MPAA is Darth Vader and DRM is their Death Star.

SullyND
01-22-2007, 08:43 AM
MPAA is Darth Vader and DRM is their Death Star.

While that is true, the MPAA likely has no bearing on the issue of external hard drive removal on a TiVo - at least this issue.

David Platt
01-22-2007, 10:35 AM
MPAA is Darth Vader and DRM is their Death Star.

I really don't think this has anything to do with DRM or the MPAA. Pony described it as working exactly how two-drive TiVos have worked all along: the drives are married. You can't remove one without wiping the hard drive and starting over.

morac
01-22-2007, 10:46 AM
Pony said at the TCCON in Vegas that when using an eSATA drive, they will be married. When removing it, you will be prompted that you will lose ALL of your shows if you remove the drive.
That is kind of dangerous. What if the external drive loses power or someone trips over the connection cord? As long as the ability to plug the drive back in before the TiVo goes ahead and wipes the data, I don't have a problem with the drives being "married".

Also dual drive TiVos are completely "married", as in the TiVo won't even boot if the 2nd drive is removed.
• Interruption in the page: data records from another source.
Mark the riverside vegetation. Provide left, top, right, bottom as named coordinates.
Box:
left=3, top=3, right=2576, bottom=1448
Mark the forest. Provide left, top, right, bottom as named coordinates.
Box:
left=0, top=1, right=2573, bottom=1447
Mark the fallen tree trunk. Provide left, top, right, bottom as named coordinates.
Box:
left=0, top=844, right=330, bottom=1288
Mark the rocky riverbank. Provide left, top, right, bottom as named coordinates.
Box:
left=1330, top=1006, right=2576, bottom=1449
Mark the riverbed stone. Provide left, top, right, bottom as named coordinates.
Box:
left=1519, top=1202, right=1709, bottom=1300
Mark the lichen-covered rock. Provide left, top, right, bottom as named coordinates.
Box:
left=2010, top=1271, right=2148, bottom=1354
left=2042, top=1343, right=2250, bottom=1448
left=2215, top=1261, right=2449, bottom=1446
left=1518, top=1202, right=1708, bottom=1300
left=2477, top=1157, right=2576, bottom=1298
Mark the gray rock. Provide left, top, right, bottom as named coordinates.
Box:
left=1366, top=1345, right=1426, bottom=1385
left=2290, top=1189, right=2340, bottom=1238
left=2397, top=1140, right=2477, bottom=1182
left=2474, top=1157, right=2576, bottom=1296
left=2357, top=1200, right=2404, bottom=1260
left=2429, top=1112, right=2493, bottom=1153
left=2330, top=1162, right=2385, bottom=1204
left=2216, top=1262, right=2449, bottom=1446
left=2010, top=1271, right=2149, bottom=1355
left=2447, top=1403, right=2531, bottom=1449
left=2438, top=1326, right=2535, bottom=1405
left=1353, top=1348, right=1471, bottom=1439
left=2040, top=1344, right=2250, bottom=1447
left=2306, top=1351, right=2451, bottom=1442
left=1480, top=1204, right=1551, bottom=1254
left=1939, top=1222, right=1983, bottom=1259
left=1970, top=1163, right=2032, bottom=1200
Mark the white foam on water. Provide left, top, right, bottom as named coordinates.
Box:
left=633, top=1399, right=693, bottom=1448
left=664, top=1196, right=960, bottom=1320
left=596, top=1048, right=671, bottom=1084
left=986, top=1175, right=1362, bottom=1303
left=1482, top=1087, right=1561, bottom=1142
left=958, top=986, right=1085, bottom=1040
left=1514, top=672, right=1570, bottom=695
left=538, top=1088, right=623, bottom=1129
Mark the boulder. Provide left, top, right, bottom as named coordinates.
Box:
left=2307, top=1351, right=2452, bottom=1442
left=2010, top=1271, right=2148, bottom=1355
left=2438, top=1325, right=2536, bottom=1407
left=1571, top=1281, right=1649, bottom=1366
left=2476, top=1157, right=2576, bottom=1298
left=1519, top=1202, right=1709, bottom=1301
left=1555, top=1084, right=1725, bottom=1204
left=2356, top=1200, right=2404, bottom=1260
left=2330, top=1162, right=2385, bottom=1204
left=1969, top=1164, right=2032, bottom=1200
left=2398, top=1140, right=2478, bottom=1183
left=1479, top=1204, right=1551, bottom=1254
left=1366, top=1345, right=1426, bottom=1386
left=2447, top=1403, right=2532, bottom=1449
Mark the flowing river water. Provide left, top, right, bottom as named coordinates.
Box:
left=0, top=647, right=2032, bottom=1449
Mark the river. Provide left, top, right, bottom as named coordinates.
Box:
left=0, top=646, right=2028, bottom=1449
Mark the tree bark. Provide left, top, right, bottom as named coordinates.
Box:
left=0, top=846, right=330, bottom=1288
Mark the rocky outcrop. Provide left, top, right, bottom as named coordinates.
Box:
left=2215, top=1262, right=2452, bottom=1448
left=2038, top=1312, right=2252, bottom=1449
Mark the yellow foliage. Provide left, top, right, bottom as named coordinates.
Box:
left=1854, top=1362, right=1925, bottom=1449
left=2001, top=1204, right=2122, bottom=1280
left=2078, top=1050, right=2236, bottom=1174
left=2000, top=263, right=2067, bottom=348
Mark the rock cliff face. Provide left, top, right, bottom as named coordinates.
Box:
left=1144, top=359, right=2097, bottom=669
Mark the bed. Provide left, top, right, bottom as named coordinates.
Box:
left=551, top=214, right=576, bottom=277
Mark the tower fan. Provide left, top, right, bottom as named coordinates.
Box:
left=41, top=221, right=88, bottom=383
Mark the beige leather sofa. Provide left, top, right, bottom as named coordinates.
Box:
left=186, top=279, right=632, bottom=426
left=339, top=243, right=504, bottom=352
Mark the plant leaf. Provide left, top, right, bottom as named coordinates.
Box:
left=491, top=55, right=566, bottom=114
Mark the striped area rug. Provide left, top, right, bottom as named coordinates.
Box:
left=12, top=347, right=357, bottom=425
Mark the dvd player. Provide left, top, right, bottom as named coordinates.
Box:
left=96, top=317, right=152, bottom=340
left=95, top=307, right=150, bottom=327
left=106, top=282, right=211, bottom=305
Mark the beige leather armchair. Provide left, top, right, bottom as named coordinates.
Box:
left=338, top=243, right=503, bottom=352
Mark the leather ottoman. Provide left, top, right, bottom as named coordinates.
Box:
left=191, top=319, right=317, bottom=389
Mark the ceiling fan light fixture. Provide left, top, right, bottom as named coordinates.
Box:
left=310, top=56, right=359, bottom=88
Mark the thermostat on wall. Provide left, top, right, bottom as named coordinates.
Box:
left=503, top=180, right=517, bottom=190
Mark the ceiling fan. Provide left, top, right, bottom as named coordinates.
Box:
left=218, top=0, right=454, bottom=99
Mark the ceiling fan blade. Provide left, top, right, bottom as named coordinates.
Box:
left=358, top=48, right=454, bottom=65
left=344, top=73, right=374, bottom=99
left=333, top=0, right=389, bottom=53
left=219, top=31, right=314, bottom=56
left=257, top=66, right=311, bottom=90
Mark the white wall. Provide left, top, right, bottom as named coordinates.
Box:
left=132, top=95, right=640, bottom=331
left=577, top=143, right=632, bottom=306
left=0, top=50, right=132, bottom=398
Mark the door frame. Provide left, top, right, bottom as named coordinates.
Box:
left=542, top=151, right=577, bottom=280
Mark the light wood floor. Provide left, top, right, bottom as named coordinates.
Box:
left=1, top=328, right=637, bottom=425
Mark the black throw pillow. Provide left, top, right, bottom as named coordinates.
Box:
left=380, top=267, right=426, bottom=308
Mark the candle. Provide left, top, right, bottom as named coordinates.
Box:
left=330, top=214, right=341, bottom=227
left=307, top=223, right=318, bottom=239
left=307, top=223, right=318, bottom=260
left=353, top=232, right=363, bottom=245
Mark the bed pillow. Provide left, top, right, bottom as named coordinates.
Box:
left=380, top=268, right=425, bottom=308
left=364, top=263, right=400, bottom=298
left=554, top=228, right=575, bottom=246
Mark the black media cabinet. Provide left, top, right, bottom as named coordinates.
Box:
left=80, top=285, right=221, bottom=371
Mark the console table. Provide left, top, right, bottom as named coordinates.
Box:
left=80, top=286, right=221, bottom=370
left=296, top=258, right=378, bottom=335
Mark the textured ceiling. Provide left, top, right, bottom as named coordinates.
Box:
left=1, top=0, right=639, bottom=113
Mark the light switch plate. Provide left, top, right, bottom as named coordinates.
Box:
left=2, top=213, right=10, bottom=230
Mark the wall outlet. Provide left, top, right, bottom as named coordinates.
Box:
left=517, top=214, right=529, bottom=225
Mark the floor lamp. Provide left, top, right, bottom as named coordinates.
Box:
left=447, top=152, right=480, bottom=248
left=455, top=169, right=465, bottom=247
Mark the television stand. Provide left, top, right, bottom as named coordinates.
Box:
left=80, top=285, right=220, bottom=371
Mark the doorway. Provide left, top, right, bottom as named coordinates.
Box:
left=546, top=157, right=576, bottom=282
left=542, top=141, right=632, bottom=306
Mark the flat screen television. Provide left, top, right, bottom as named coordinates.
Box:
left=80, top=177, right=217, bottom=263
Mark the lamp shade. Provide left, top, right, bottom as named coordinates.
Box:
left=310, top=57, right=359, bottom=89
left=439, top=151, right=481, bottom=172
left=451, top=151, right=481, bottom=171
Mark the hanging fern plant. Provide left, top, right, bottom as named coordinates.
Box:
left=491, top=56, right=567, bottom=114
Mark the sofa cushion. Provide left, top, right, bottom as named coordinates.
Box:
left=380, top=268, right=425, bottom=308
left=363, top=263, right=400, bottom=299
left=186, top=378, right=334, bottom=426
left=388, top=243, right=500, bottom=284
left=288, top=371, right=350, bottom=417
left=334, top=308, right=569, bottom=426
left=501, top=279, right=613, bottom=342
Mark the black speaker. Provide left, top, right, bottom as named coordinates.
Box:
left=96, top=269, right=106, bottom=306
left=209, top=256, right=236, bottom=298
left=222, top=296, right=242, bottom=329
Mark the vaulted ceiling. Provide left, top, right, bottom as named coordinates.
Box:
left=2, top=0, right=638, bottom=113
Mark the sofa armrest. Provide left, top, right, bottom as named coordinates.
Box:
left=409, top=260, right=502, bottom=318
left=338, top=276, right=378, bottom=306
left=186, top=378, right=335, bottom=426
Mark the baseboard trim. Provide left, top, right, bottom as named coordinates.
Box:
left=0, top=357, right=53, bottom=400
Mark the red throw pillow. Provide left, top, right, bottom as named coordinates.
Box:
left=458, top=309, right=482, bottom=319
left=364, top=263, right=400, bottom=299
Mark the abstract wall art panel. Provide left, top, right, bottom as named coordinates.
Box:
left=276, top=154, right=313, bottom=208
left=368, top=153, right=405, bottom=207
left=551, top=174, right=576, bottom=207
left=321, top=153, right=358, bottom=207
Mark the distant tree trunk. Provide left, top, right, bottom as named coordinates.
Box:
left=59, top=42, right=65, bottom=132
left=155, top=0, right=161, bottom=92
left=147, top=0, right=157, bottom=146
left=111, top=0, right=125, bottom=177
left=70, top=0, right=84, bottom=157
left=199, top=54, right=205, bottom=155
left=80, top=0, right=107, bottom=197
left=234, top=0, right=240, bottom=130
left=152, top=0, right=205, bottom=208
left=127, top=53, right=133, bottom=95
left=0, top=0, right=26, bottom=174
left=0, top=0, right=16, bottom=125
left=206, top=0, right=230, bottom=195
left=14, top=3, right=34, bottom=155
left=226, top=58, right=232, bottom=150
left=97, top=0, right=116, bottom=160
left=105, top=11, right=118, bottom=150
It sounds like this isn't the same.

Leo_N
01-22-2007, 12:58 PM
Ideally there should be a "Remove External Drive" maintenance option. this would let you transfer any content over to just the internal drive.

Hopefully even if this isn't in there to begin with, it gets added.

gwsat
01-22-2007, 03:21 PM
Wow. pauldy, you should work for the FBI. That's amazing math. I don't understand it really but it looks impressive. :up:
Yep, it reminds me of Jessica Simpson’s D* ad, where she says, in her best Southern Bimbo accent: “It’s 1080i. I totally don’t know what that means – but I want it.”

David Platt
01-22-2007, 10:34 PM
That is kind of dangerous. What if the external drive loses power or someone trips over the connection cord? As long as the ability to plug the drive back in before the TiVo goes ahead and wipes the data, I don't have a problem with the drives being "married".

Also dual drive TiVos are completely "married", as in the TiVo won't even boot if the 2nd drive is removed. It sounds like this isn't the same.

The "marrying" will be a little different-- if you remove the external drive or boot without it hooked up, the TiVo will prompt you that the second drive is missing and give you the option of either hooking it back up or wiping out all your shows and booting to a 'like new' state. Of course, none of this was finalized when Pony was describing it, so it's subject to change.